It’s several weeks now since Google announced that they are phasing out support for certificates signed with the SHA-1 algorithm. The end result will be that, starting in Q1 2015, SHA-1 certificates with long expiry times will be treated as completely invalid by Chrome.
Unfortunately, upgrading to SHA-256 certificates will break Internet Explorer on pre-SP3 versions of XP in a horrible way. Users will get the IE Generic Page of Awfulness, making it look like your site is down.
You don’t even have a chance to tell them to upgrade their OS or use a different browser: serve a SHA-256 certificate and it’s game over. There isn’t even anything in your server logs to tell you it happened.
Possible solutions might be
- Serve dual certificates.
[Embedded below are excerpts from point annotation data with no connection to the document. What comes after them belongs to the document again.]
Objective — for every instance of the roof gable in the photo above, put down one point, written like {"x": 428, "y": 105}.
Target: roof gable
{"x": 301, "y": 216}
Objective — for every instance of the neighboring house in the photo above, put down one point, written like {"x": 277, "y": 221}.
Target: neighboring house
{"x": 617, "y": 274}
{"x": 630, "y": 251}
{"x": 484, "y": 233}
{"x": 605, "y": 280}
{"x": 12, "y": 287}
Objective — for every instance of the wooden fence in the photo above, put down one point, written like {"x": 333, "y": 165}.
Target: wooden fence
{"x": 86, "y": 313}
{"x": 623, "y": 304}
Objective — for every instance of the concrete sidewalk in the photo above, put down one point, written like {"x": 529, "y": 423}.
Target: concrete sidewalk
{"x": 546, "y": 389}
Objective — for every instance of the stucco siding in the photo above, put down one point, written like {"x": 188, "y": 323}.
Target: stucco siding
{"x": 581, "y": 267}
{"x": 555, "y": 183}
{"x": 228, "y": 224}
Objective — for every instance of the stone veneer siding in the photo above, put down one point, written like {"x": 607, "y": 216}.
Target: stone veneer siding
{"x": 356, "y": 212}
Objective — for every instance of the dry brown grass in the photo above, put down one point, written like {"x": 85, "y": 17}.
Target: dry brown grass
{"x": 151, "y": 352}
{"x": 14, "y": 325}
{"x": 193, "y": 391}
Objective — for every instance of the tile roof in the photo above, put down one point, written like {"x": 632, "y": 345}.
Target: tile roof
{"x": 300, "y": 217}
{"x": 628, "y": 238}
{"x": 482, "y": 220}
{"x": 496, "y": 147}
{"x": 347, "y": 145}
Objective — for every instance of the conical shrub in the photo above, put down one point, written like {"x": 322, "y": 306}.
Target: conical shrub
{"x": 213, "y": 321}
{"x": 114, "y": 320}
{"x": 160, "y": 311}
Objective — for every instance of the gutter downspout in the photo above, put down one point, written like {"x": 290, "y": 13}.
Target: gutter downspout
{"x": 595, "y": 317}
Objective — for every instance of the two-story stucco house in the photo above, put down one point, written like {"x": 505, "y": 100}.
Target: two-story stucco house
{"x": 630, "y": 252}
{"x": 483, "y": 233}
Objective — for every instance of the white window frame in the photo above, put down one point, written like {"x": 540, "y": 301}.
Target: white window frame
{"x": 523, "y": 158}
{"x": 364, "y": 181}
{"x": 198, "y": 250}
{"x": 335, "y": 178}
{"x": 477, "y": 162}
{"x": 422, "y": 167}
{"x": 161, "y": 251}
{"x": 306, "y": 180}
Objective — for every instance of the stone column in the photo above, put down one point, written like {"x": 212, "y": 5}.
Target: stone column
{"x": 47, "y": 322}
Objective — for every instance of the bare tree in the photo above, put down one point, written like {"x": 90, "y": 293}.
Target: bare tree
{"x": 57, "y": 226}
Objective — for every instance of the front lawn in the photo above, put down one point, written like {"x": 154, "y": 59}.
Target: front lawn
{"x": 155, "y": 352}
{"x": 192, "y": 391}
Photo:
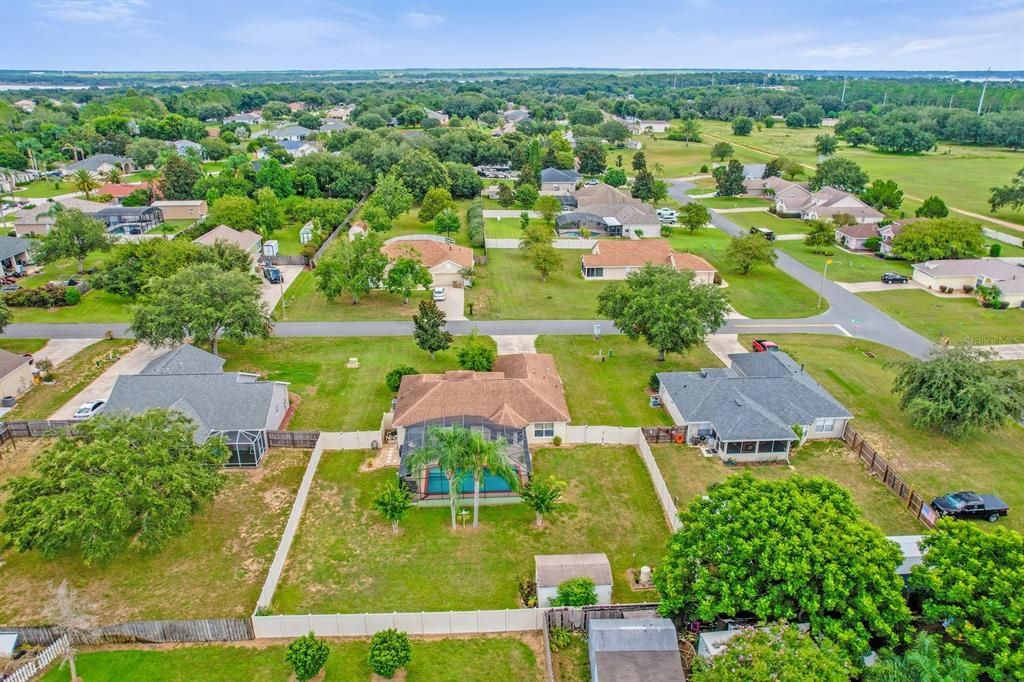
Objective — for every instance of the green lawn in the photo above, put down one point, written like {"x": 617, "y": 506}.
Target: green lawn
{"x": 845, "y": 266}
{"x": 765, "y": 292}
{"x": 215, "y": 569}
{"x": 507, "y": 658}
{"x": 613, "y": 391}
{"x": 956, "y": 318}
{"x": 986, "y": 462}
{"x": 507, "y": 288}
{"x": 334, "y": 397}
{"x": 345, "y": 558}
{"x": 688, "y": 473}
{"x": 74, "y": 374}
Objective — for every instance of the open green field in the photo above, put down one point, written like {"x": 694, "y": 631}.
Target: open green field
{"x": 346, "y": 560}
{"x": 332, "y": 396}
{"x": 71, "y": 377}
{"x": 765, "y": 292}
{"x": 613, "y": 390}
{"x": 961, "y": 175}
{"x": 215, "y": 569}
{"x": 955, "y": 318}
{"x": 986, "y": 462}
{"x": 433, "y": 659}
{"x": 688, "y": 473}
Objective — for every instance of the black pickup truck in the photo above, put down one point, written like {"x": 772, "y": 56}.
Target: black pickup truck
{"x": 970, "y": 505}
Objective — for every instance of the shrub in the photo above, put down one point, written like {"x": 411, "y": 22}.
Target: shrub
{"x": 576, "y": 592}
{"x": 393, "y": 378}
{"x": 389, "y": 650}
{"x": 306, "y": 655}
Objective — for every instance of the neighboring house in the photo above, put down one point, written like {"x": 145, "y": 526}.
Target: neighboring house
{"x": 974, "y": 272}
{"x": 556, "y": 181}
{"x": 236, "y": 406}
{"x": 520, "y": 401}
{"x": 246, "y": 240}
{"x": 550, "y": 570}
{"x": 634, "y": 650}
{"x": 615, "y": 259}
{"x": 189, "y": 209}
{"x": 130, "y": 219}
{"x": 446, "y": 262}
{"x": 752, "y": 411}
{"x": 15, "y": 373}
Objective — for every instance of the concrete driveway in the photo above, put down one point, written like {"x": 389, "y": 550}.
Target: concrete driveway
{"x": 100, "y": 388}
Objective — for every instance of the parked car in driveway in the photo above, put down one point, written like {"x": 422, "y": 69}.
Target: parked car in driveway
{"x": 88, "y": 410}
{"x": 971, "y": 505}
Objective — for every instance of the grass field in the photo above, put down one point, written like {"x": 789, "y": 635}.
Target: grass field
{"x": 334, "y": 397}
{"x": 765, "y": 292}
{"x": 433, "y": 659}
{"x": 214, "y": 569}
{"x": 74, "y": 374}
{"x": 955, "y": 318}
{"x": 345, "y": 558}
{"x": 987, "y": 461}
{"x": 613, "y": 391}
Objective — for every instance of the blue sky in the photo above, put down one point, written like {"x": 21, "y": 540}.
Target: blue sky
{"x": 211, "y": 35}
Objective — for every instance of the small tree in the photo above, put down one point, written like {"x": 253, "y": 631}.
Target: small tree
{"x": 429, "y": 329}
{"x": 393, "y": 501}
{"x": 307, "y": 655}
{"x": 389, "y": 651}
{"x": 543, "y": 497}
{"x": 576, "y": 592}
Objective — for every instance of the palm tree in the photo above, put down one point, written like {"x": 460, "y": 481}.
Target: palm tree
{"x": 83, "y": 181}
{"x": 445, "y": 449}
{"x": 484, "y": 455}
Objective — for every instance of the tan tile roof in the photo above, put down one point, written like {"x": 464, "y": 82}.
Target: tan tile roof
{"x": 637, "y": 253}
{"x": 431, "y": 253}
{"x": 523, "y": 388}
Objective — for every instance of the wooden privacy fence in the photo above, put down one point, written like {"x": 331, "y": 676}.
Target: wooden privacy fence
{"x": 878, "y": 466}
Apache can do this already, but if you’re using nginx for your SSL then you’ll have to wait, possibly too long. And this could get expensive unless your issuer is lovely and will give you parallel certificates for no extra charge.
- Pity the fools. What XP users haven’t applied SP3?! Unfortunately (and anecdotally; evidence welcome) there are plenty of XP users who—for whatever reason—can’t or won’t upgrade. If you serve content to users in less developed countries, you might well find lots of users with less-than-official copies of XP who can’t apply SP3.
- Wait. But you’ll have to do it eventually.
- Tell your users to use a different browser. If you’re in touch with your users, you can tell them to use Chrome instead of IE: it works with the new certificates even on an SP2 machine.
Remember also that you might be using your certificates for things other than HTTPS. Globalsign has a handy matrix of what will break when you upgrade.